Then try to create the following:
Q1 - Create ‘Gross Sales’ Calculated Column
[Units Sold] * [Sales Price]
Q2 - Create ‘Net Sales’ Measure
( [Units Sold] * [Sale Price] ) - [Discounts]
Q3 – ‘Profit’ Measure
=[Sales] - [COGS]
Q4 - Create a Calendar/Date Table
Q4a - Split the Date into Day, Month, Year using the appropriate functions
=DAY([Date])
=MONTH([Date]) <OR> =FORMAT([Date],“MMM”)
=YEAR([Date]) <OR> =Format([Date,“YYYY”])
Q4b - Replace the Month Number with Month Names
=SWITCH([MonthNum],
1, "Jan",
2, "Feb",
3, "Mar",
4, "Apr",
5, "May",
6, "Jun",
7, "Jul",
8, "Aug",
9, "Sep",
10, "Oct",
11, "Nov",
12, "Dec",
BLANK())
Q4c - Insert a Quarters as a Calculated Column
=CONCATENATE(“Q”,ROUNDUP(MONTH([Date])/3,0))
Q4d – insert the Week numbers as a calculated column
=CONCATENATE(“Week “,RIGHT(CONCATENATE(“0”,WEEKNUM([Date])),2))
Q4e – Grab the system date as a measure
=TOYDAY()
|
19
Creating a Demo environment
A demo environment can be created to test most Power BI features and experiments with the service –
apart from the gateways- these will need further setups and configuration.
The demo environment can be created by following the following steps:
In a search engine look for “Free Trial: Microsoft Dynamics CRM”.
Sign up for a free 30-day trial.
This will be the main admin account thus you can also test the admin features.
In the Office 365 Admin Centre you can create a few test users.
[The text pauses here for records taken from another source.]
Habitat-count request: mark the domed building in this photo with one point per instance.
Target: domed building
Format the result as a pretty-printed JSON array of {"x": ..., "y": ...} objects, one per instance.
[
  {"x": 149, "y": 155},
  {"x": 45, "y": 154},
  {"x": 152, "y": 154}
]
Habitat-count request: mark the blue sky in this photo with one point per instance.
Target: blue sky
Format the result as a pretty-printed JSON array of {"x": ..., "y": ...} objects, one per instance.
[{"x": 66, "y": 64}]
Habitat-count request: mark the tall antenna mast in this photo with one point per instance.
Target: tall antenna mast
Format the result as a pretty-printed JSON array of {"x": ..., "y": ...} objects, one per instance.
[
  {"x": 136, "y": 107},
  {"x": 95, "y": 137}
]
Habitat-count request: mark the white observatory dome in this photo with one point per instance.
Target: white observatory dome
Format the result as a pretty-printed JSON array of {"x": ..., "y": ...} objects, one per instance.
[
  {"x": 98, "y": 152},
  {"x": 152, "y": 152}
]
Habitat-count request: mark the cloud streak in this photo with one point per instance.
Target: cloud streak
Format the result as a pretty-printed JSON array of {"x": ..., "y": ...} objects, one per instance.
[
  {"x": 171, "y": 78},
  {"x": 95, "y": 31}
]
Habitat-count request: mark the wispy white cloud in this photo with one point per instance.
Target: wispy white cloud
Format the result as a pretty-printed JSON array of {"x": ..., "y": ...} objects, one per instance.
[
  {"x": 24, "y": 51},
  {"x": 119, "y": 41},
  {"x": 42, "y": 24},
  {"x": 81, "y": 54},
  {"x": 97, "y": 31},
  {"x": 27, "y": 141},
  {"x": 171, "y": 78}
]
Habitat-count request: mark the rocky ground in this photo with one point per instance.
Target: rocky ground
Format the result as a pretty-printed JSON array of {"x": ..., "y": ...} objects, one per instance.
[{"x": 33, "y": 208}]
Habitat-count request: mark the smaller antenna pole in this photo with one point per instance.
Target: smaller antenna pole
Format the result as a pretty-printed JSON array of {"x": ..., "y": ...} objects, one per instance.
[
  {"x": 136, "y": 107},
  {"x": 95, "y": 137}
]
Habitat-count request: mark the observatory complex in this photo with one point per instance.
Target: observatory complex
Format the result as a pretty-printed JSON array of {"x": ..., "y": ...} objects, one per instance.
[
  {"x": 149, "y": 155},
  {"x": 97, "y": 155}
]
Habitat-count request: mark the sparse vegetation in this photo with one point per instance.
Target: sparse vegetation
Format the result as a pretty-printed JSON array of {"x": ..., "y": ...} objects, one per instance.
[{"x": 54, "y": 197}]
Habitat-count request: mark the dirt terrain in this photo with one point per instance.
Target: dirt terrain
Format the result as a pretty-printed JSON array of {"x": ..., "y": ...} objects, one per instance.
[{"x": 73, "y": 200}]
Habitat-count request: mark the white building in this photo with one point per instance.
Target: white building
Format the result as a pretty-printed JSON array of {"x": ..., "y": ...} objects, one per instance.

Ensure to enable the Product Licenses for Power BI on these user accounts.
Finally go into Power BI online and login using these accounts and upgrade them for a free 60-day
trial for Power BI Pro.
In the Power BI Service, a work group can then be created to include the members added.
|
20
Data Mashup Advance
This exercise looks combining data from a range of flat files then explore this data through intermediate to
advance calculations. Through this exercise we shall explore DAX, M queries and R.
1) Get Data
Note: use Folder “FX”
In a new power BI file, go to ‘Get Data’, ‘File’, ‘Folder’, “Browse”, then select “FX Samples\Data Sources”.
Note: Four options are presented at this point:
‘Edit’ will open the ‘Query Editor’ with the list of details for the Binary files i.e. .xlsx
‘Load’ will import the list of details for the Binary files i.e. .xlsx into the data model
‘Combine & Load’ will open the data model and automatically setup the Binary files to be
Appended/combined data sources – as long as the files’ columns structurally match
‘Combine & Edit’ will open the ‘Query Editor’ and automatically setup the Binary files to be
Appended/combined data sources – as long as the files’ columns structurally match
Select ‘Combine & Edit’, then in the ‘select the object to be extracted from each file’ select “Sheet1”.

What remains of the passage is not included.